One Wall Street analyst believes Tesla CEO Elon Musk’s gambit for OpenAI is a distraction for the company at a very important time.
OpenAI CEO Sam Altman shot down an unsolicited offer by a group of investors led by Elon Musk on Monday to purchase the nonprofit that heads OpenAI for $97.4 billion. In a post on X, the social media platform formerly known as Twitter that Musk purchased for $44 billion back in 2022, Altman wrote, “no thank you, but we will buy Twitter for $9.74 billion if you want.” Musk responded minutes later, calling Altman a “swindler.”
“While TSLA has shifted focus to being a Physical AI play, we view Elon Musk’s bid for Open AI as a distraction from TSLA’s challenges. The bid comes at a 38% discount to Open AI’s October 2024 capital raise,” Oppenheimer analyst Colin Rusch wrote in a note to investors.
Tesla stock was down 6% on Tuesday.
As Rusch noted, the Musk offer, first reported by the Wall Street Journal, would significantly reduce OpenAI’s valuation. According to CNBC, SoftBank plans to invest $40 billion in OpenAI at a valuation of $260 billion.
Regardless of Musk’s ploys to buy Open AI or try to “mess” with it (as Altman said), Musk’s behavior and lack of attention at Tesla could be a problem.
“We don’t expect any meaningful discussions to develop,” Rusch said, adding, “We see increasing risks to Street estimates for TSLA as EV and AV competition intensifies.”
Autonomous competition and technology breakthroughs could limit Tesla’s profitability in the space, Rusch said. Look no further than Google’s Waymo self-driving service expanding in the US, for one example, or Chinese rival BYD’s embrace of DeepSeek for its AI efforts involving autonomous driving.
Speaking of BYD, competition heating up in China is also a big problem for Tesla.
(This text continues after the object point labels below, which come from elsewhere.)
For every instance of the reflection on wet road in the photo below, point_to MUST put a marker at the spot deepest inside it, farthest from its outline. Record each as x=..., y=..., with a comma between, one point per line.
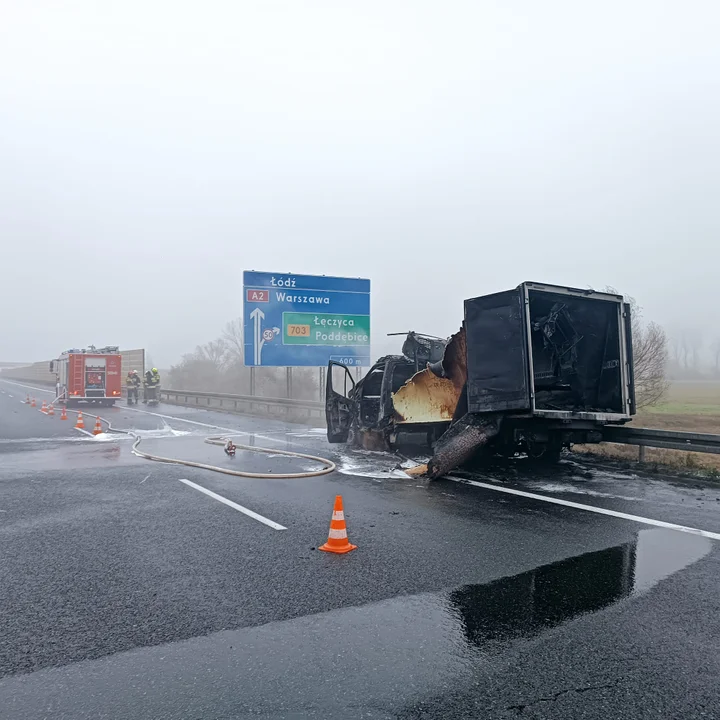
x=529, y=603
x=131, y=595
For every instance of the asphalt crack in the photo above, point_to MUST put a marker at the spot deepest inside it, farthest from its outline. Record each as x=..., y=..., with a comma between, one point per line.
x=520, y=709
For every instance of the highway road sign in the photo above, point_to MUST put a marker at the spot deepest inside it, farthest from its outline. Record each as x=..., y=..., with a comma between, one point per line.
x=305, y=320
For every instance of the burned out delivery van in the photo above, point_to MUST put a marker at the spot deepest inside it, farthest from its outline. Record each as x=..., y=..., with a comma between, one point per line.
x=533, y=370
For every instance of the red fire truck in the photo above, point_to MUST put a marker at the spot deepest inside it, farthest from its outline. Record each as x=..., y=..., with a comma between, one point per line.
x=88, y=376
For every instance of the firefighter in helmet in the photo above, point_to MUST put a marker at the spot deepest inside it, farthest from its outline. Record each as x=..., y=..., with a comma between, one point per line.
x=132, y=381
x=152, y=384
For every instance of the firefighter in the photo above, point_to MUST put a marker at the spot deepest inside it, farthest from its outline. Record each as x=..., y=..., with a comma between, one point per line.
x=152, y=383
x=133, y=383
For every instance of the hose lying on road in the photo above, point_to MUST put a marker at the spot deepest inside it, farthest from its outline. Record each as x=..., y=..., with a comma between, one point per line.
x=328, y=465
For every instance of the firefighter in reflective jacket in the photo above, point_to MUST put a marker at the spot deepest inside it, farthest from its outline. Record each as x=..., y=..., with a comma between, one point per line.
x=132, y=381
x=152, y=383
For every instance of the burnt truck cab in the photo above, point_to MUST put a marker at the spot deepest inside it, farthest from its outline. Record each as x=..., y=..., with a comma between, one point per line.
x=371, y=413
x=544, y=366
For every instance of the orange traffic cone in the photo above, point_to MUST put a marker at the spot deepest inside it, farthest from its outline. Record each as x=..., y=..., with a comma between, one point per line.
x=337, y=538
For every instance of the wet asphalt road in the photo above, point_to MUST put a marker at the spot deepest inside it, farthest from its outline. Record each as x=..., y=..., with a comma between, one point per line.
x=126, y=593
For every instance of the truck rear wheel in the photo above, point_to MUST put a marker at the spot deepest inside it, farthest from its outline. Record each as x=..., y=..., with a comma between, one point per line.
x=548, y=452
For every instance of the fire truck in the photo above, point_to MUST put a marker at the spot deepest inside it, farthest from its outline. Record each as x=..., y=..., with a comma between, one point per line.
x=89, y=376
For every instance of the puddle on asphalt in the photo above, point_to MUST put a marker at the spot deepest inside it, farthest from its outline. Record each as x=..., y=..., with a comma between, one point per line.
x=532, y=602
x=375, y=465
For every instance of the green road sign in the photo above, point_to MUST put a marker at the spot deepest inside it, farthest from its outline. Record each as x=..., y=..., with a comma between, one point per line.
x=325, y=329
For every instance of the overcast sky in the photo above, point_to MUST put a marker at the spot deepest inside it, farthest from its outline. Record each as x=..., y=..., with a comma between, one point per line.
x=152, y=151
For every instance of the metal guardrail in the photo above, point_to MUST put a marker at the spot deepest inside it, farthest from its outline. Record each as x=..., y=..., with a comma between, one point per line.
x=668, y=439
x=285, y=407
x=280, y=407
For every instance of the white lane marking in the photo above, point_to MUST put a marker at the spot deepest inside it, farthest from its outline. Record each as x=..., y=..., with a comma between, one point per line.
x=48, y=390
x=590, y=508
x=235, y=506
x=175, y=417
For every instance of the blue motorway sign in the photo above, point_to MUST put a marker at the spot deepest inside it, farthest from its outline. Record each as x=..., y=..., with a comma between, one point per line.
x=293, y=320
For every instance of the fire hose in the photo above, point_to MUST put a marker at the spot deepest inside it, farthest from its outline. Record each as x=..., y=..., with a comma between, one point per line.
x=328, y=465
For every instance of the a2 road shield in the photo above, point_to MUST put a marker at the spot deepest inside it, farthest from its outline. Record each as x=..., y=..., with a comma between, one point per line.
x=339, y=405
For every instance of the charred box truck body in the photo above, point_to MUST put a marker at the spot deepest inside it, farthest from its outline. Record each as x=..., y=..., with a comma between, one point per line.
x=532, y=369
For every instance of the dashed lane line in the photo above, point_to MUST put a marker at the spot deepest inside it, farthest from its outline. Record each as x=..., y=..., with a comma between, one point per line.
x=588, y=508
x=233, y=505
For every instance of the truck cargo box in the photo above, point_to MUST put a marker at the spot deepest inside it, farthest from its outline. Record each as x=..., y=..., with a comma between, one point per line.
x=551, y=352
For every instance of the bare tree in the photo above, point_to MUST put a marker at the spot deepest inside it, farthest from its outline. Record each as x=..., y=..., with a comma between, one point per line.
x=650, y=356
x=234, y=339
x=650, y=353
x=215, y=352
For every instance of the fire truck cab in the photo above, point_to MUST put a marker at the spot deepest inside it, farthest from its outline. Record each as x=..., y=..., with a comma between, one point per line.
x=88, y=376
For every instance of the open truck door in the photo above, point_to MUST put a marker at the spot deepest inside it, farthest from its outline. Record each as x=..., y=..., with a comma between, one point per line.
x=339, y=402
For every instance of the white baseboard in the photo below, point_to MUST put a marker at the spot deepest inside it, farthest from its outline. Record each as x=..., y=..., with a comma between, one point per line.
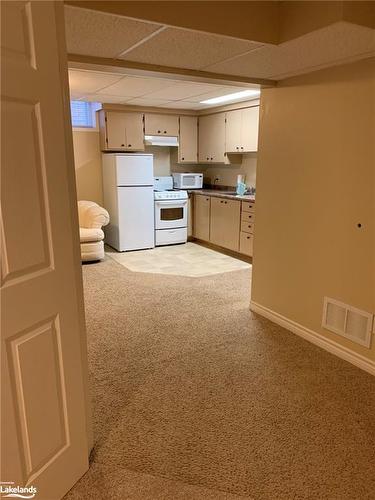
x=315, y=338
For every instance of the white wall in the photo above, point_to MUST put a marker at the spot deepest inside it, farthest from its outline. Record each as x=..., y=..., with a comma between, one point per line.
x=315, y=184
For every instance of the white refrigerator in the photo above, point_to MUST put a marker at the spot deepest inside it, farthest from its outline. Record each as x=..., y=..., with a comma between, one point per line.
x=128, y=188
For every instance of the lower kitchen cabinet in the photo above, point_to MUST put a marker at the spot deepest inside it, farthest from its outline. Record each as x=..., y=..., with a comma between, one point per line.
x=246, y=243
x=201, y=226
x=225, y=223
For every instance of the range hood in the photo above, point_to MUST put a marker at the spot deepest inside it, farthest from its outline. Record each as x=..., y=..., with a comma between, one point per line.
x=161, y=140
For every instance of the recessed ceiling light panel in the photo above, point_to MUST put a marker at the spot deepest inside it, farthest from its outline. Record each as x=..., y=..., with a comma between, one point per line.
x=232, y=97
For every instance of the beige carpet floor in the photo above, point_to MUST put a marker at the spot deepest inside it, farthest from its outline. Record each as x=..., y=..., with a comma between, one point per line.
x=195, y=397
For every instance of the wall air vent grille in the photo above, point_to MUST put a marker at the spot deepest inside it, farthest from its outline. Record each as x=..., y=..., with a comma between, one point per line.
x=347, y=321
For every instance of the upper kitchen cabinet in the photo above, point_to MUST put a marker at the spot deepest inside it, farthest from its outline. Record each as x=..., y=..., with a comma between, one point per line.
x=241, y=130
x=188, y=140
x=121, y=131
x=161, y=124
x=212, y=138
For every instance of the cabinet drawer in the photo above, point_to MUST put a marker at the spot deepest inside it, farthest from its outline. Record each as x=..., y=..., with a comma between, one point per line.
x=248, y=216
x=248, y=206
x=247, y=227
x=246, y=243
x=225, y=223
Rusch noted that BYD dropped the price of its entry-level model to below $10,000. Meanwhile, China’s XPeng began offering 0% and free charging, putting more pressure on the Chinese domestic market.
Then there is Musk himself and his very vocal political stances, as well as his growing position in the Trump administration as the leader of the Department of Government Efficiency, or DOGE.
“We view Mr. Musk’s political activity and increased regionalization as a potential overhang on TSLA sell-through. We see the biggest risk in CA and the broader EU, where TSLA has seen ongoing declines since the start of 2023,” Rusch wrote, also highlighting softening January sales in China and the EU as a concern.
In particular, Europe has been a sore spot for Tesla recently. Germany reported only 1,277 new Tesla vehicles registered in January, down nearly 60% from the same month in 2024 on the heels of Musk’s courting of the far-right AfD party. January sales also fell 63% in France, 38% in Norway, and 12% in the UK.